View Single Post
  #4   Report Post  
Posted to rec.crafts.metalworking
Ecnerwal[_3_] Ecnerwal[_3_] is offline
external usenet poster
 
Posts: 533
Default plastic shear screws

In article ,
Karl Townsend wrote:

Last year, I was air blast spraying the orchard, got out of position
when turning and caught the spayer head on a three inch tree branch.
Broke the head right off the machine. Imovable object meets
iresistable force.

OK, I've been rebuilding this for the last several days. I made the
mating surface from the air fan to the head two flat plates with eight
1/4" bolts holes around the outside of the duct. I want this to be the
weak spot this time. Steel, even grade 1, is too much, I guess.
Page 3042 of Mcmaster Carr has these plastic bolts
http://www.mcmaster.com/#catalog/119/3042/=m142xv

Could anybody give me an estmate of the relative strength of nylon,
polycarbonate, and PTFE, to grade 1 steel in 1/4" bolts? other
considerations on best shear bolts?
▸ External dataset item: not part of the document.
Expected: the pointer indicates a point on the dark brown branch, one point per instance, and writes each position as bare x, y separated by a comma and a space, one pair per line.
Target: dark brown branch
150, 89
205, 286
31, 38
Other material choices?

Karl


I used a lot of nylon hardware back in my high-voltage days.

I'd notch steel bolts, with the notch in position to line up with the
mating surface. Plastics have a lot of yield before they go, and fatigue
badly. Chuck them up in the lathe, try out a few different depths and
root profiles, pick the one you like. Cheap and adjustable, and IMHO
less likely to fail when you don't want them to.

A less well equipped guy might hacksaw, file or use a cutoff disk in a
grinder to cut partway through them, but you are pretty well equipped
and can therefore get a nice repeatable result from a lathe. You can
even calculate a theoretical shear strength based on the cross-sectional
area and see how it matches up in practice.

I might also safety wire them on to avoid (most) potential of puncturing
expensive tractor tires with the broken ones falling out.

--
Cats, coffee, chocolate...vices to live by
Please don't feed the trolls. Killfile and ignore them so they will go away.